Valar Labs
Using AI models trained on digital pathology images to help oncologists make smarter cancer treatment decisions
When a cancer therapy comes along, such as Bacillus Calmette-Guerin (BCG) immunotherapy for bladder cancer, one of the things oncologists would like to know is why only some cancer patients are helped. If they could predict in advance which patients will and won’t respond, they could spare the non-responders the unnecessary toxicity and direct them toward alternative treatments.
It turns out those are questions doctors can now start to answer — but only with the help of AI.

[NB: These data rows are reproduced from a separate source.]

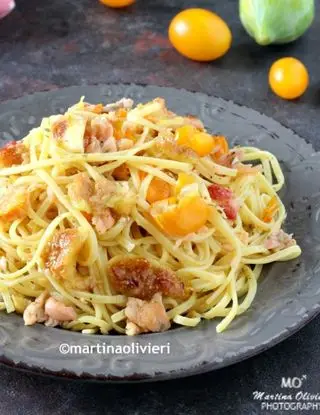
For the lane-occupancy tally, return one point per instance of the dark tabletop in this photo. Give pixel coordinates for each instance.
(46, 45)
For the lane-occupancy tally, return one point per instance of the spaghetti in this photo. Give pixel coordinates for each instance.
(129, 219)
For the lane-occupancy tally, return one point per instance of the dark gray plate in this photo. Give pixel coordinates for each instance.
(288, 294)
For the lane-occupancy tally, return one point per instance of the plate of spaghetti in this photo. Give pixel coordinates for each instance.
(124, 220)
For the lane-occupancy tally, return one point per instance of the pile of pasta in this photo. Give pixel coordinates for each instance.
(130, 219)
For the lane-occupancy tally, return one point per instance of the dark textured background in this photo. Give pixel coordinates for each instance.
(45, 45)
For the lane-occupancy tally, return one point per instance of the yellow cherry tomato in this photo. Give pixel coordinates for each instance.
(200, 34)
(202, 143)
(117, 3)
(190, 215)
(158, 190)
(288, 78)
(184, 179)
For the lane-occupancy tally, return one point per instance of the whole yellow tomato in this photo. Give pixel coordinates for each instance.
(288, 78)
(200, 34)
(117, 3)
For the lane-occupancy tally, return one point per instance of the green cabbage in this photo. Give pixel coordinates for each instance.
(276, 21)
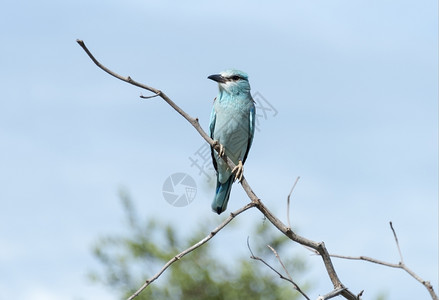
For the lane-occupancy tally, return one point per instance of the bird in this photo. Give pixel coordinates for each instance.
(232, 125)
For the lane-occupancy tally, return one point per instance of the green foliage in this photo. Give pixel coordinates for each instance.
(128, 261)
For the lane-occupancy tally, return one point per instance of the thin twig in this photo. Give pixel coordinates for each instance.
(192, 248)
(289, 279)
(319, 247)
(149, 97)
(397, 243)
(288, 201)
(280, 261)
(400, 265)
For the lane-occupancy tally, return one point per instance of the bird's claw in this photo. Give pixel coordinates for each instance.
(221, 150)
(239, 169)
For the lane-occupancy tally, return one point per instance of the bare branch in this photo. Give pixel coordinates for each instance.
(397, 243)
(400, 265)
(280, 261)
(192, 248)
(149, 97)
(288, 201)
(317, 247)
(332, 294)
(289, 279)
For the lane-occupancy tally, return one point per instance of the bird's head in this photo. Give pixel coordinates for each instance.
(231, 81)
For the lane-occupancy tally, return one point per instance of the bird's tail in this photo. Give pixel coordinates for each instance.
(222, 195)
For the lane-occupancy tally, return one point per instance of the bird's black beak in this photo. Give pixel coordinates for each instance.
(218, 78)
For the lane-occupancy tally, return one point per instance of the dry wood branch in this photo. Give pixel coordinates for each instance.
(289, 279)
(192, 248)
(400, 265)
(288, 201)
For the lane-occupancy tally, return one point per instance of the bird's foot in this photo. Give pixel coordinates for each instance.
(239, 169)
(220, 148)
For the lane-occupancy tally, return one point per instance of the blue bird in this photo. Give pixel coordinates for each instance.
(232, 124)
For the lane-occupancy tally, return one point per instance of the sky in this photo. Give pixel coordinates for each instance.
(351, 92)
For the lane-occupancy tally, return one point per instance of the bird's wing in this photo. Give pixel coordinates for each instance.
(251, 131)
(211, 129)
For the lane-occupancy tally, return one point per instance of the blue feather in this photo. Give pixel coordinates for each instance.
(232, 124)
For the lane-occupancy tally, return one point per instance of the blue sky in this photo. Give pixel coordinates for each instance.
(354, 84)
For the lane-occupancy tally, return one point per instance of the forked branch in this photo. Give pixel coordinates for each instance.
(400, 265)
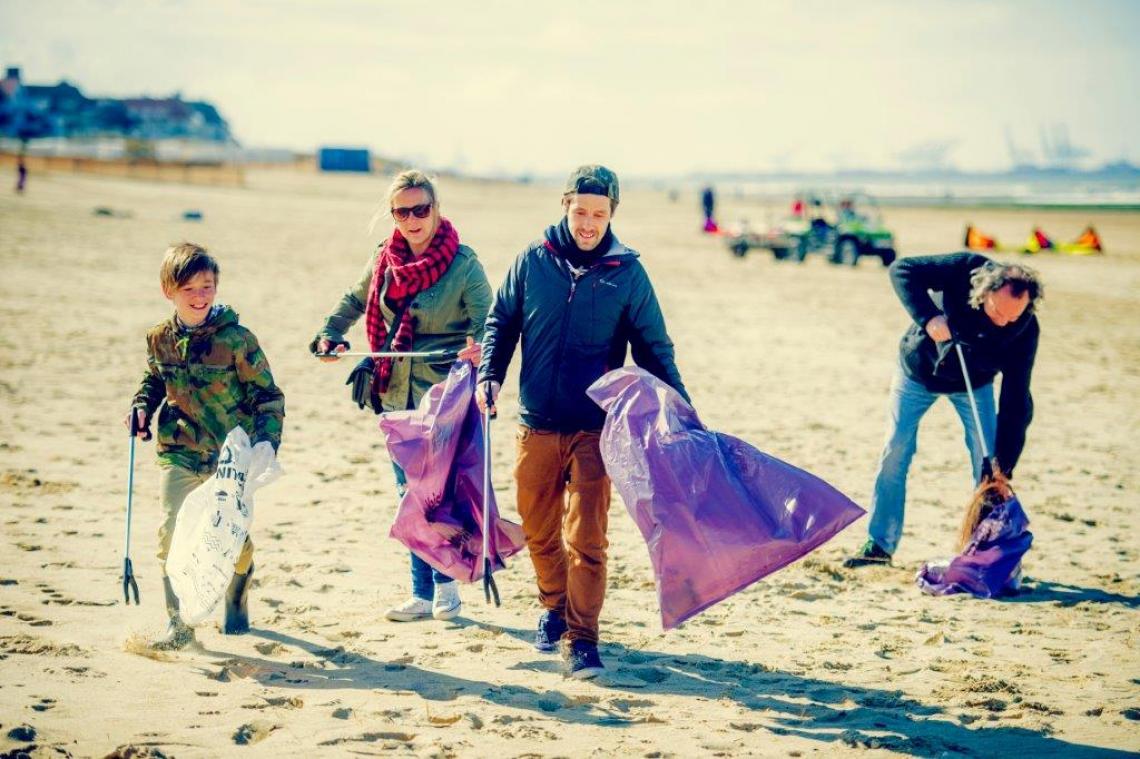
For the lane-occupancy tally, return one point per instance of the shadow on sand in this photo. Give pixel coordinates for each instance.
(1035, 590)
(783, 703)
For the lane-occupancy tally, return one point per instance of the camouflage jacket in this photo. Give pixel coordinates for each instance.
(212, 378)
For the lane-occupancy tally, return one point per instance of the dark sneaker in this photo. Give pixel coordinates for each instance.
(551, 628)
(583, 660)
(868, 555)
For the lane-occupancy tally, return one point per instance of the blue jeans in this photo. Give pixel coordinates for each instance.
(909, 402)
(424, 578)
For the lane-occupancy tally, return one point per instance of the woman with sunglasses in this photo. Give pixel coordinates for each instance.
(438, 290)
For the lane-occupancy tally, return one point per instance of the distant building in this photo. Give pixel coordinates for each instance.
(62, 111)
(330, 158)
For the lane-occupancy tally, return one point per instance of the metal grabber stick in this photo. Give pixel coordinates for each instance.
(489, 587)
(987, 468)
(129, 582)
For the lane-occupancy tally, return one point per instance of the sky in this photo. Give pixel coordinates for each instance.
(662, 88)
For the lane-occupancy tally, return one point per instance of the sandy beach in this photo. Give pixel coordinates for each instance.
(815, 660)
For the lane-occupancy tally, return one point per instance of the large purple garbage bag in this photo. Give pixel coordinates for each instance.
(440, 448)
(716, 513)
(991, 563)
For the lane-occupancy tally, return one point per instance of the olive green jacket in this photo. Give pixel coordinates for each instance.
(209, 380)
(445, 315)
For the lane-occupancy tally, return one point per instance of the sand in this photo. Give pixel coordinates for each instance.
(815, 660)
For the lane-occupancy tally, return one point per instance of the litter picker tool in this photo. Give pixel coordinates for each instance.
(442, 356)
(489, 587)
(987, 468)
(129, 584)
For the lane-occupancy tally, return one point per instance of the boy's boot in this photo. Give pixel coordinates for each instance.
(178, 634)
(237, 610)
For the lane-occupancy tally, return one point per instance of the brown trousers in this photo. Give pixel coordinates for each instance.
(564, 504)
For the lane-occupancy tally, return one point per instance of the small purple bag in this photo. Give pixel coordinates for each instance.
(991, 564)
(440, 448)
(716, 513)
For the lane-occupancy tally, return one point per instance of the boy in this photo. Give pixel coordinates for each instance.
(212, 376)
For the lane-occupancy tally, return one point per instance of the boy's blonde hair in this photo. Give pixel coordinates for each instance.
(181, 262)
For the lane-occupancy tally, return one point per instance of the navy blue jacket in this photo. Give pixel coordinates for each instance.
(988, 349)
(573, 329)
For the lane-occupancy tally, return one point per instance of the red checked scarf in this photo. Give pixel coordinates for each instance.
(410, 275)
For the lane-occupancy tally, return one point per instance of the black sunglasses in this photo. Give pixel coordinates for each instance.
(421, 211)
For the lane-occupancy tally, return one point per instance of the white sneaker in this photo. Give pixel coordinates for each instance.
(448, 603)
(409, 611)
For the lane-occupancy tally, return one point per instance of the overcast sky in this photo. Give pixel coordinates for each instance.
(662, 87)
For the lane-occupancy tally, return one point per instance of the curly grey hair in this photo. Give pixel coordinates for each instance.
(993, 276)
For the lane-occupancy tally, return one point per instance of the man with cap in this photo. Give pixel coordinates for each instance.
(576, 298)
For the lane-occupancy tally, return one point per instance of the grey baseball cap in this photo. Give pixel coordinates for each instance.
(593, 179)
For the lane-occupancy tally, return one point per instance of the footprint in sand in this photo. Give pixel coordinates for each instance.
(269, 647)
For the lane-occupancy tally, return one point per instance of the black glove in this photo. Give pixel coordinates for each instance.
(364, 386)
(145, 426)
(332, 347)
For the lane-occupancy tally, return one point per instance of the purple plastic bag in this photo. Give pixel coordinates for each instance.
(440, 448)
(991, 564)
(716, 513)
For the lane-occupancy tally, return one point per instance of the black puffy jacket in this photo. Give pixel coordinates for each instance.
(988, 349)
(573, 329)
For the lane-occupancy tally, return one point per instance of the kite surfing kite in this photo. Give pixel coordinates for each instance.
(1088, 243)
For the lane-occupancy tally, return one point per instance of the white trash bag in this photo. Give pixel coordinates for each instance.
(213, 522)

The founders of Palo Alto-based Valar Labs, one of the newest companies in the DCVC portfolio, have created a “computational histology” platform that can scan images of tissue slices from tumors and predict their future course. Valar’s first test, for bladder cancer, can predict not only whether a tumor in the bladder lining is likely to get worse and invade the muscle wall, but also whether BCG therapy will work. (BCG treatment uses the same strain of Mycobacterium bovis used to vaccinate people against tuberculosis; it stimulates the body’s own immune cells to attack bladder tumors.) Similar diagnostic reports should help oncologists make better treatment decisions about pancreatic cancer and many other solid-tumor cancers.

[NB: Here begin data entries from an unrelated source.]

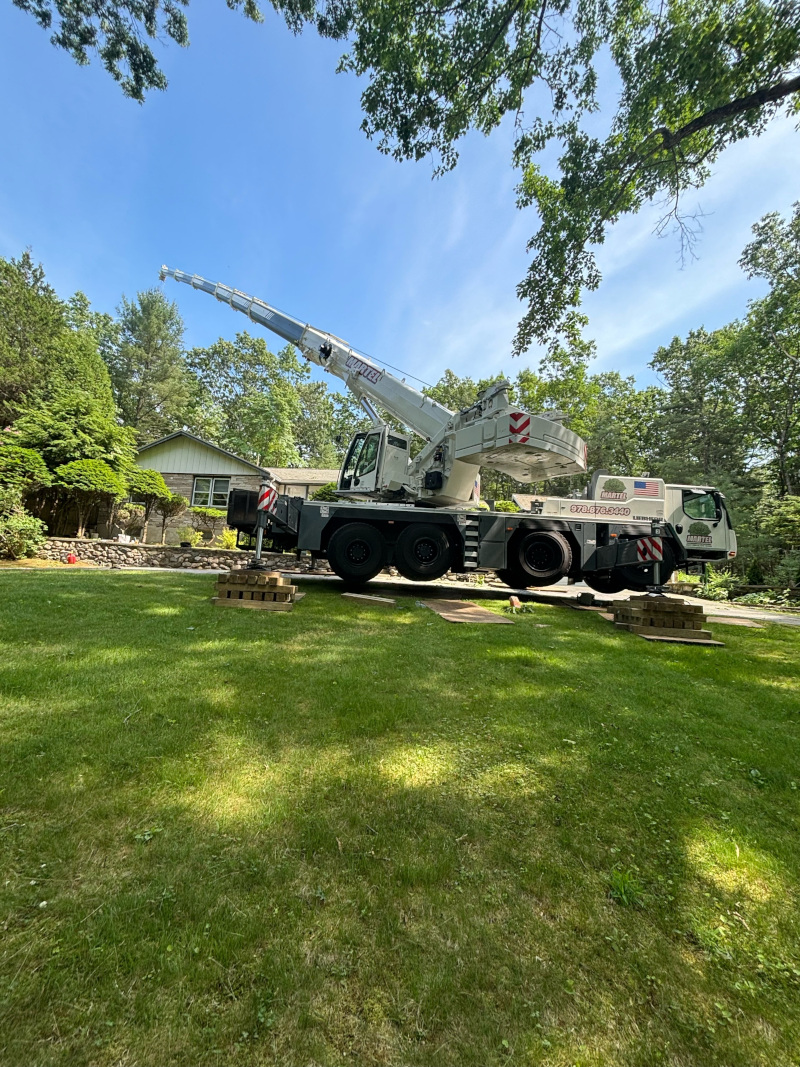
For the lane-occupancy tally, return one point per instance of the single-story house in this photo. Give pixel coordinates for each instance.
(205, 474)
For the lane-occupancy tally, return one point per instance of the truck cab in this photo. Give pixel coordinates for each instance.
(699, 515)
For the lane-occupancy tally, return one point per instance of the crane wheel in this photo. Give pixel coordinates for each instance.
(545, 556)
(608, 584)
(422, 553)
(356, 553)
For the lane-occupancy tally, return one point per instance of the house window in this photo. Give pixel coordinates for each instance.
(210, 492)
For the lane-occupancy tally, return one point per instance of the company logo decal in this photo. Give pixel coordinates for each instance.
(518, 426)
(365, 369)
(699, 534)
(613, 489)
(598, 509)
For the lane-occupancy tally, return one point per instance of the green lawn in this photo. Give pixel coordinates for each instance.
(360, 834)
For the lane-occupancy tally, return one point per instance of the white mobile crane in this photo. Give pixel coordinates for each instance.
(419, 513)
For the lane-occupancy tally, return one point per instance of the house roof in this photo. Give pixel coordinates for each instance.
(207, 444)
(303, 476)
(285, 476)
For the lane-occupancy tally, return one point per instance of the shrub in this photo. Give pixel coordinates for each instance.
(227, 538)
(20, 534)
(717, 585)
(326, 492)
(89, 482)
(171, 507)
(147, 487)
(208, 520)
(134, 521)
(786, 573)
(188, 534)
(692, 579)
(22, 468)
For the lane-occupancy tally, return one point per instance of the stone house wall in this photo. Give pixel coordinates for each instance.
(112, 554)
(184, 483)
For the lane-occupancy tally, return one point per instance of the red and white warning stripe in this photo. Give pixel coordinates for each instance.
(267, 498)
(650, 550)
(518, 423)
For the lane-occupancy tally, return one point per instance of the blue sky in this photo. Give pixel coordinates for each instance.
(251, 170)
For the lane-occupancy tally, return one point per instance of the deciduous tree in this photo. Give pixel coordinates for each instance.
(89, 483)
(152, 385)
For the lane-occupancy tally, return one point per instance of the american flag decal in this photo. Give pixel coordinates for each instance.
(646, 488)
(267, 498)
(650, 550)
(518, 423)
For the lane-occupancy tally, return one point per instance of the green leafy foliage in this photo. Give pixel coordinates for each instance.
(326, 492)
(117, 31)
(89, 483)
(21, 468)
(20, 534)
(190, 536)
(226, 539)
(253, 396)
(153, 387)
(208, 520)
(170, 507)
(146, 487)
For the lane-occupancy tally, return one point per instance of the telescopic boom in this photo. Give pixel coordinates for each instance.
(363, 378)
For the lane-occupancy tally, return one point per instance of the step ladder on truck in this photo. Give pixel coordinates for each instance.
(420, 514)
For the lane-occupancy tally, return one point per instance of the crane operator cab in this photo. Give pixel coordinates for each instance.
(700, 519)
(377, 462)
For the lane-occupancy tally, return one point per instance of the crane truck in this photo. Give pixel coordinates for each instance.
(420, 514)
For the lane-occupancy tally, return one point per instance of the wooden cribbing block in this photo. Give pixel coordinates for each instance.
(256, 589)
(658, 618)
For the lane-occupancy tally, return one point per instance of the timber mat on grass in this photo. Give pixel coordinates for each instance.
(352, 834)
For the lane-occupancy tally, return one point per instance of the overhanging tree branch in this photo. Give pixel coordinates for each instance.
(731, 110)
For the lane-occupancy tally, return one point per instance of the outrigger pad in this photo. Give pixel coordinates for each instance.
(464, 611)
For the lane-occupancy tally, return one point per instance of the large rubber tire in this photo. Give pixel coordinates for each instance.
(422, 553)
(545, 556)
(356, 553)
(609, 584)
(514, 577)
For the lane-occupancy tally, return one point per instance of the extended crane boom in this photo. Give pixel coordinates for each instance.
(361, 376)
(491, 432)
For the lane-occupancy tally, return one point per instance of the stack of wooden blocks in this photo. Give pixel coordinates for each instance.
(256, 589)
(661, 619)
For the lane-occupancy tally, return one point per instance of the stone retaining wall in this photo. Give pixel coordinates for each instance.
(115, 555)
(112, 554)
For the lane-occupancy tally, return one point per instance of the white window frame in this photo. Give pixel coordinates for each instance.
(212, 491)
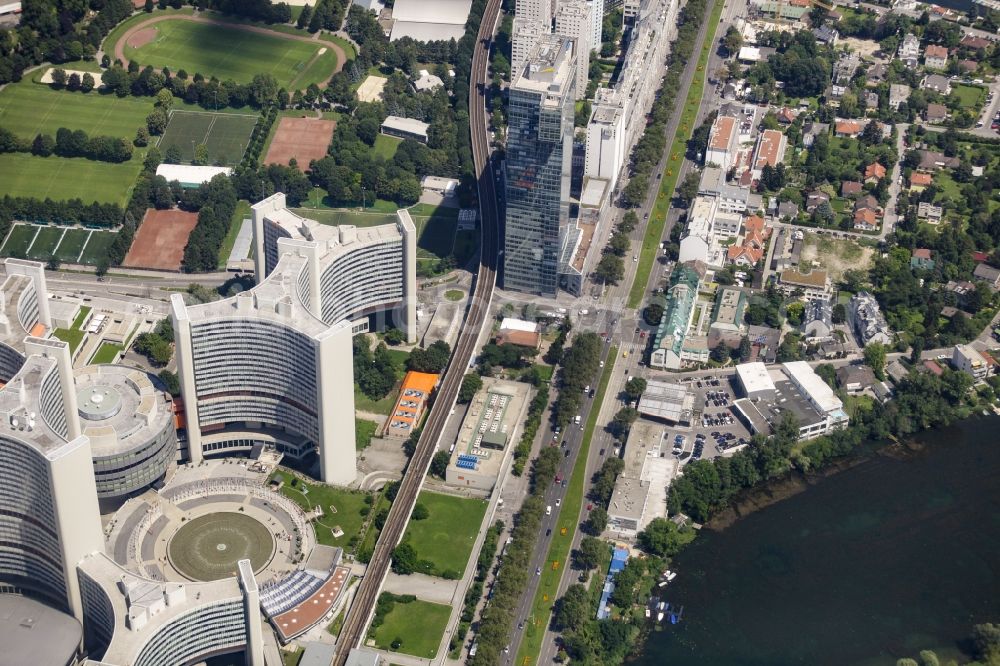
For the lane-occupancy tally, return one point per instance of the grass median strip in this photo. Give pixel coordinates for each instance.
(562, 539)
(658, 216)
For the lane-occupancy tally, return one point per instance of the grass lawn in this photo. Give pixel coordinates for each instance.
(19, 240)
(45, 243)
(61, 178)
(969, 97)
(385, 146)
(562, 539)
(658, 217)
(106, 353)
(227, 53)
(225, 135)
(97, 246)
(349, 505)
(27, 109)
(446, 537)
(71, 245)
(363, 432)
(418, 625)
(72, 336)
(242, 211)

Valar trains the machine-learning models at the heart of Valar’s platform on thousands of digital pathology images. The models look for subtle details like the shapes and locations of tumor cells, picking up on patterns in the slides that are associated with worse outcomes — patterns that human pathologists might miss.
The company showed in a study published last month in the Journal of Urology that bladder cancer patients whose pathology slides included specific computational biomarkers were three times more likely to develop muscle invasive disease and half as likely to respond to BCG therapy. Also last month, Valar introduced a commercial version of the bladder cancer test called Vesta. And to help roll out the product and keep advancing its science, the company just announced that it has raised $22 million in Series A funding in a round co-led by DCVC and Andreessen Horowitz.

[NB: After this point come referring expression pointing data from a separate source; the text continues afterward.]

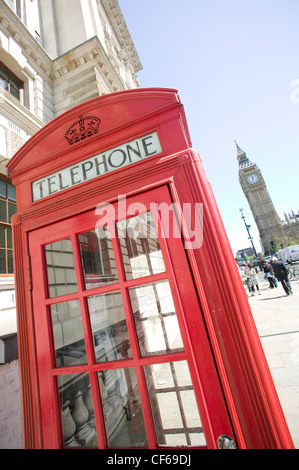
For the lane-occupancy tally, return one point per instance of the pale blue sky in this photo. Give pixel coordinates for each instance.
(233, 63)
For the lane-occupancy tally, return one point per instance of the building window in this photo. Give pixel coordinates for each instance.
(15, 5)
(10, 82)
(8, 207)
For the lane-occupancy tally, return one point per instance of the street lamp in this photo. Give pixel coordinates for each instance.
(250, 238)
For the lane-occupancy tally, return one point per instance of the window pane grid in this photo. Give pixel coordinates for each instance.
(7, 209)
(121, 391)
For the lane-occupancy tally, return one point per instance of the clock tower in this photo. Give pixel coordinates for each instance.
(266, 218)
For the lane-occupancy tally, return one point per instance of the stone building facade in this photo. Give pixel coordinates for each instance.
(53, 55)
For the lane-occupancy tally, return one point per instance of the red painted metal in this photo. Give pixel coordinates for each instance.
(234, 389)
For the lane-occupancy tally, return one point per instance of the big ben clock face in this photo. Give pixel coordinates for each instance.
(252, 178)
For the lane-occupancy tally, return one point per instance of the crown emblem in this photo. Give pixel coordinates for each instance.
(83, 128)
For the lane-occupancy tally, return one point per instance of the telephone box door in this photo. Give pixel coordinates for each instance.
(123, 355)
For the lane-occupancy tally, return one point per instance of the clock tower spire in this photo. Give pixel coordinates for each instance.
(254, 187)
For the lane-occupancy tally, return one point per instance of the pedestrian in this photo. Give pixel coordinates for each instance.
(252, 279)
(281, 274)
(269, 274)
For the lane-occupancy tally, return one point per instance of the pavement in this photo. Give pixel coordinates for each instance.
(276, 316)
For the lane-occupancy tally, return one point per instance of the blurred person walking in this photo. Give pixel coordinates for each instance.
(281, 274)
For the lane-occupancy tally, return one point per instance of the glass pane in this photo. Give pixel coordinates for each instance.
(9, 236)
(3, 189)
(122, 408)
(3, 214)
(11, 192)
(173, 403)
(140, 247)
(97, 258)
(9, 262)
(2, 262)
(109, 327)
(12, 209)
(2, 236)
(14, 92)
(68, 334)
(77, 411)
(155, 319)
(3, 83)
(60, 268)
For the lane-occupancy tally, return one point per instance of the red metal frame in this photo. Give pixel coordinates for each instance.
(249, 409)
(188, 312)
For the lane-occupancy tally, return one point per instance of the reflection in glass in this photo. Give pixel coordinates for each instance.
(68, 334)
(61, 268)
(173, 403)
(155, 319)
(140, 247)
(122, 408)
(77, 411)
(109, 327)
(97, 258)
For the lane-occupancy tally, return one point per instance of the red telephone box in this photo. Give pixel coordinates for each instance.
(134, 329)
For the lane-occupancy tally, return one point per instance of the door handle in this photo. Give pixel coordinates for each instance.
(225, 442)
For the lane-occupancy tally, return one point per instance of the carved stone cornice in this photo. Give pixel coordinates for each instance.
(118, 23)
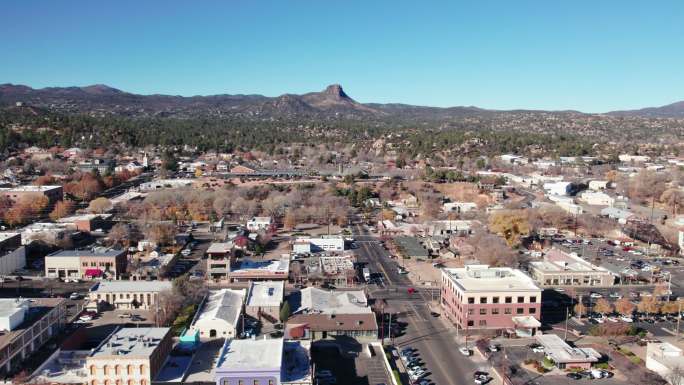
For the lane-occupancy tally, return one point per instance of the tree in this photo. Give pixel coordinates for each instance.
(649, 305)
(121, 234)
(602, 306)
(285, 311)
(290, 220)
(38, 204)
(61, 210)
(99, 205)
(624, 306)
(670, 307)
(511, 224)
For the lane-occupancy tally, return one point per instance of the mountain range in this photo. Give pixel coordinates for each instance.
(331, 102)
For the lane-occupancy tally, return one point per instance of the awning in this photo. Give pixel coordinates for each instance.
(93, 272)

Bladder cancer is only the beginning. The potential applications of Valar’s style of computational histology could extend, in effect, to any cancer where the company can gather enough digital pathology images to train its models. A big-data approach to the problem is important because most cancer patients lack simple genetic biomarkers — such as the HER‑2 gene often found in women who develop breast cancer — that can guide doctors to specific treatment. (HER-2-positive women usually undergo surgery, chemotherapy, and treatment with the antibody drug Herceptin.) For these patients, sensitive AI-driven tests like Vesta could fill the gap and help doctors provide precision cancer care to every patient.
We see Valar as a leader in an emerging group of TechMed startups that harness AI and the power of data to augment (not replace) physicians’ capabilities. CEO Anirudh Joshi calls Valar’s technology a “co-pilot” for oncologists — a tool that doesn’t simply automate the analysis of pathology slides, but provides actionable predictions. “There are a lot of ‘digital pathology 1.0’ companies that build AI to make grading slides faster,” Joshi says. “What we do goes beyond that. We call it ‘digital pathology 2.0,’ where it’s predicting the downstream outcome of treatment, which is something we could never do until AI got more sophisticated.”
Histology has always been one of the keys to diagnosing cancer, but Valar is showing that there are unexpected depths in the digital slides pathologists review every day. We’re proud to help lead their funding round, and we can’t wait to see where they take the technology next.
James Hardiman is a General Partner at DCVC.